Cosmology has become a phenomenological science where large amounts of data from a host of precise experiments are being contrasted every day with concrete theoretical ideas about the early universe, based on general relativity and high-energy particle physics. Until recently, this happy situation was only envisioned as a dream in the minds of a few.

This book is a heterogeneous compilation of articles based on lectures, mostly from theorists, describing both the foundations and the present status of cosmology. The lectures were given in the spring of 2000, at a doctoral school in Como, Italy. Unfortunately, as with any science in rapid progress, the book has become quickly outdated. Some of the authors, like Piero Rosati, still write the standard formulae of luminosity and angular diameter distances as a function of redshift assuming zero cosmological constant, two years after the discovery of the acceleration of the universe by the Supernova teams. Others, like Rita Bernabei (for dark-matter searches with the DAMA experiment) or GianLuigi Fogli (for neutrino masses and mixings) describe experimental results that are obsolete or outdated, given the great advances that these fields have made in the past two years (thanks to Edelweiss and the Sudbury Neutrino Observatory, respectively).
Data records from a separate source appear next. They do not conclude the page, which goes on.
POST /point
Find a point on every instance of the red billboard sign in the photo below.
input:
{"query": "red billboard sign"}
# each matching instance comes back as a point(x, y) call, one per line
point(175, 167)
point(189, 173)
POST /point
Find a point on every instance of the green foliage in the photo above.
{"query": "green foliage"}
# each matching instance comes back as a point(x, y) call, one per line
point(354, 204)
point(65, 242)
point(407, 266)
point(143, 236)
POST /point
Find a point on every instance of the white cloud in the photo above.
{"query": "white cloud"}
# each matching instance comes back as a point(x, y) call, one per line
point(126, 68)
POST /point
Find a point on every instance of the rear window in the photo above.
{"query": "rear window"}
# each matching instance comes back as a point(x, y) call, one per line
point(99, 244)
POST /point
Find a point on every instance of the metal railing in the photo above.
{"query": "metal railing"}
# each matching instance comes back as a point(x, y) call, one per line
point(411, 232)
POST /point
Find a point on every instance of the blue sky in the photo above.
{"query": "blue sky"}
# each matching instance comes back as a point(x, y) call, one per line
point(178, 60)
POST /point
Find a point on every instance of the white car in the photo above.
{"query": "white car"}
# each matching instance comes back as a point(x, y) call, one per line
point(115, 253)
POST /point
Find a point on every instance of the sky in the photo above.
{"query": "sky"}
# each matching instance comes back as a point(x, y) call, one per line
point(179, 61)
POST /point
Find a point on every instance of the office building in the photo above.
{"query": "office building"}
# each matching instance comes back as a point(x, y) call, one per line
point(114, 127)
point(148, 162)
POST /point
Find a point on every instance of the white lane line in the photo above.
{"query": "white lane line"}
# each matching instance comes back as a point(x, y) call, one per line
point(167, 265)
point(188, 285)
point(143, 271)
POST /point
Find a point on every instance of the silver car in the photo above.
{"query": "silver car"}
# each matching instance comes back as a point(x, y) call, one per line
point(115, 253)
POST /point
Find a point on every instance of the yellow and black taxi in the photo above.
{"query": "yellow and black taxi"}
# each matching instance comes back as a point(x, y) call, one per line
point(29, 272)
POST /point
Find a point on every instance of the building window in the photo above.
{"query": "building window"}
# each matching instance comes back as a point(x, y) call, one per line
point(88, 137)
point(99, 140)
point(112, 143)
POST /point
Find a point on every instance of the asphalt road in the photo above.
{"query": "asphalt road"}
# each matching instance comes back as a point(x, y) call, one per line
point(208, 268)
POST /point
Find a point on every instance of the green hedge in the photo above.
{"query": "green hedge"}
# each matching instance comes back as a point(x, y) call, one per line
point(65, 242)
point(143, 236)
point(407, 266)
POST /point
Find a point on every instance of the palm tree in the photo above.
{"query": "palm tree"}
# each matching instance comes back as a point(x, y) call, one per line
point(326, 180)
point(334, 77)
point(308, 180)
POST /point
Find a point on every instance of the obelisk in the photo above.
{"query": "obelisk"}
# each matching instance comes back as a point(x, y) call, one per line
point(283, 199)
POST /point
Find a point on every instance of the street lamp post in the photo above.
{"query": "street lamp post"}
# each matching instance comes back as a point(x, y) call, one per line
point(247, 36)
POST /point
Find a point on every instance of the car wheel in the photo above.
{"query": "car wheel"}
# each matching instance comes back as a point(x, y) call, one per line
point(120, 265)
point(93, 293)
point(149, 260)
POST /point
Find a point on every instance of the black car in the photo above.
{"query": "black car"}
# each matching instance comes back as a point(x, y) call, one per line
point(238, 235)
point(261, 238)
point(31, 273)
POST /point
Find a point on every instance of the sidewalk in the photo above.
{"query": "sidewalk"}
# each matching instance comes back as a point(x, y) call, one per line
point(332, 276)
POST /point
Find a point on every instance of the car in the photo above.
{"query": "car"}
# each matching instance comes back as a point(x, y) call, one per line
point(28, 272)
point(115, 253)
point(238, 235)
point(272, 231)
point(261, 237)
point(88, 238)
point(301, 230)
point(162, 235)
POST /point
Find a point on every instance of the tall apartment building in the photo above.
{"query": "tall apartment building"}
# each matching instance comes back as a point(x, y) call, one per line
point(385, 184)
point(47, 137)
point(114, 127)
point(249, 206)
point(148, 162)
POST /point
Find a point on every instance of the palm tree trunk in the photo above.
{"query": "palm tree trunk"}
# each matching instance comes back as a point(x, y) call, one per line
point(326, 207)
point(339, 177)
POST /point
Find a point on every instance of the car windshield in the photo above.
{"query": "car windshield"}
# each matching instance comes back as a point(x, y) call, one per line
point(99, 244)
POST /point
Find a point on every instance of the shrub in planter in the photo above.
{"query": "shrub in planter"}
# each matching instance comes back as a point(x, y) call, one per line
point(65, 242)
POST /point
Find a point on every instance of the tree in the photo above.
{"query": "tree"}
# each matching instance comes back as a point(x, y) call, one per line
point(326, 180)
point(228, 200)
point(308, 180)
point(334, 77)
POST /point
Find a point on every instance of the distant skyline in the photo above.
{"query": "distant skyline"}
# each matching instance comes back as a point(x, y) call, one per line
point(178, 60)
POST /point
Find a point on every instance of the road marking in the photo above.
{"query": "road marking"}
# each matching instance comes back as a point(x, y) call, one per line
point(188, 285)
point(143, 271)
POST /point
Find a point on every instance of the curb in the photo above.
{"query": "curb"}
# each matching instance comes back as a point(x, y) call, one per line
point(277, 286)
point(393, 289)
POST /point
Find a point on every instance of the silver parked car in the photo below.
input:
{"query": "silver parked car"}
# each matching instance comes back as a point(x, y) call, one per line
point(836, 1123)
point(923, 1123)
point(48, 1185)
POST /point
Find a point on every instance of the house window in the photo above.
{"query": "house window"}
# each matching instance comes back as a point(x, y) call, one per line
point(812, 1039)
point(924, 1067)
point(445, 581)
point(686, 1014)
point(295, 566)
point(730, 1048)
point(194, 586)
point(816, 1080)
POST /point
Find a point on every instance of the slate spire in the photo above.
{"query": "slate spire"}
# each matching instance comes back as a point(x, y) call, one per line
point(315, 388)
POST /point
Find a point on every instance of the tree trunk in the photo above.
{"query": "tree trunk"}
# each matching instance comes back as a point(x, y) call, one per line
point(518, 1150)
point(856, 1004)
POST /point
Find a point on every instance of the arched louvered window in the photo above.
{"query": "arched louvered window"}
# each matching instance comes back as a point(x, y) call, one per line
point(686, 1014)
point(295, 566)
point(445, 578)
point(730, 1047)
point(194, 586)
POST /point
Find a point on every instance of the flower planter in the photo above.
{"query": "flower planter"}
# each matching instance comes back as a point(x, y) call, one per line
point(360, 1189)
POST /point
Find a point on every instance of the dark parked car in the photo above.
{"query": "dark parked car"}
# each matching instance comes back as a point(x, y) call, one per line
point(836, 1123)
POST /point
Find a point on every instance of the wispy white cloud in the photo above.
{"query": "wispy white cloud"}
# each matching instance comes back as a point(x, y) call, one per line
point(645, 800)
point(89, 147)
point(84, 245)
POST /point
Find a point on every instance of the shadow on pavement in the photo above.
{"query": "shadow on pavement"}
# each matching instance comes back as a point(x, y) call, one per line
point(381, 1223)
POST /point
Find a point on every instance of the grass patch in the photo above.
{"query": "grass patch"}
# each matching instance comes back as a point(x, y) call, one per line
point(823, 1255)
The same applies to the chapter on galaxy clusters and large-scale structure (LSS), or the one on the anisotropies of the cosmic microwave background (CMB), where the Sloan Digital Sky Survey and the Two Degree Field Galaxy Redshift Survey for LSS, and BOOMERANG, MAXIMA, CBI and VSA for CMB, have revolutionized their respective fields since the spring of 2000.

However, the reviews by John Peacock on the physics of cosmology, Arthur Kosowsky on the microwave background, Antonio Masiero on dark matter and particle physics, Philippe Jetzer on gravitational lensing and Andrei Linde on inflation, are very up to date and enlightening. They are a pleasure to read and may be extremely useful to PhD students and even researchers in other fields. The reviews of George Ellis on cosmological models, and Renata Kallosh on supergravity are somewhat technical and are probably beyond the level of doctorate students. On the other hand, I miss some discussion on gravitational waves, the Sunyaev-Zeldovich effect and perhaps even ultra-high-energy cosmic rays.

In summary, I think the book is a nice compilation of the status of cosmology in the year 2000. It gives the right perspective of what is to come in the next few years, or even decades, with inflationary cosmology as the early universe paradigm at the heart of a standard cosmological model, connecting astrophysics with high-energy particle physics.